Inspiration

In the US alone, more than 600,000 people are reported missing every year. 85% of lost people are found within the first 12 hours, and 97% within the first 24. After that, the survival rate drops from 90% to about 50% by hour 48, and falls below 10% past 72 hours.

Despite this, SAR operations are miraculously archaic. A human Incident Commander uses a paper map, a radio, and pencils. They have to mentally hold the positions of 20+ volunteers, the terrain, the wind, the subject's last known point, and pings. Then they dispatch by voice. This is a 1980s workflow.

This causes huge cognitive load on the commander, who is doing bookkeeping and geometry when they should be focusing on strategy. Dispatching is exactly the kind of task an AI agent is finally ready to do well. It is spatial, low stakes per decision (you can always re-dispatch), and easy enough to verify.

What it does

OpenSAR is an autonomous AI incident commander for ground search and rescue.

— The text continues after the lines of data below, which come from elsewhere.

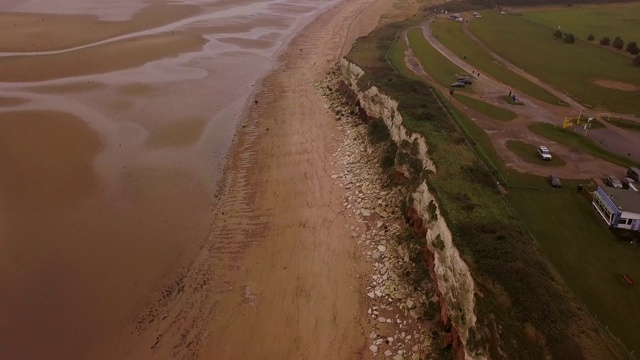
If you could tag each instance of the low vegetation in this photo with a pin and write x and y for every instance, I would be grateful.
(586, 254)
(434, 63)
(521, 295)
(485, 108)
(585, 21)
(451, 35)
(579, 69)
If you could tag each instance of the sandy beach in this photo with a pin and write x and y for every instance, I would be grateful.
(116, 241)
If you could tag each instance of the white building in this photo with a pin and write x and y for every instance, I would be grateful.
(619, 208)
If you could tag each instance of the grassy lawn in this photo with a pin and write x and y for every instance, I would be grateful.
(505, 260)
(611, 20)
(627, 124)
(529, 153)
(509, 100)
(587, 255)
(451, 35)
(492, 111)
(396, 57)
(579, 142)
(443, 71)
(570, 67)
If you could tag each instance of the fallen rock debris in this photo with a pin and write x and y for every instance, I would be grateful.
(399, 331)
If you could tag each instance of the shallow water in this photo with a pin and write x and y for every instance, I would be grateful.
(108, 179)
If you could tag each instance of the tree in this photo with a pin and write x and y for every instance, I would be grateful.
(632, 48)
(618, 43)
(569, 39)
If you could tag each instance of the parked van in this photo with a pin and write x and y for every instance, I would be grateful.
(633, 173)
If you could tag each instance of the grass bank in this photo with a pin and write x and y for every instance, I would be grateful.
(574, 68)
(521, 294)
(443, 71)
(452, 36)
(603, 20)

A commander seeds a mission by setting a search area over the subject's last known point. The server pulls in terrain, trails, water, and buildings, slices the area into a hex grid, computes initial probability of area, and goes live. Volunteers join from an iOS app with a 6-character code and start searching. From that moment:

  • Their phones stream GPS to the cloud every 3 seconds.
  • The hex cell underneath them flips to "searched" and shows up on every other volunteer's map within one poll cycle.
  • An OpenClaw agent running NVIDIA Nemotron watches the live grid and issues dispatches. Each dispatch has a specific segment, a sweep type, an instruction, and written reasoning.
  • The volunteer sees the segment on their map with a snap-to-trail route, taps Acknowledge, Start sweep, Mark complete, and the agent re-plans on findings.

How we built it

We split the build into three layers and worked them in parallel.

The database is the source of truth. Everything (coverage state, positions, dispatches, findings, hazards, terrain) lives in SQLite with SpatiaLite loaded as an extension. WAL mode, foreign keys on. The schema is small but does real geospatial work. A hex_cells table slices the mission area into roughly 30 meter hexagons with terrain stats and runtime flags. A segments table groups hexes into dispatch units with precomputed probability of area. Then we have pings, dispatches, findings, and hazards, all carrying real point or polygon geometry with spatial indexes. Migrations are idempotent and run on every FastAPI startup, so deployment is git pull and restart.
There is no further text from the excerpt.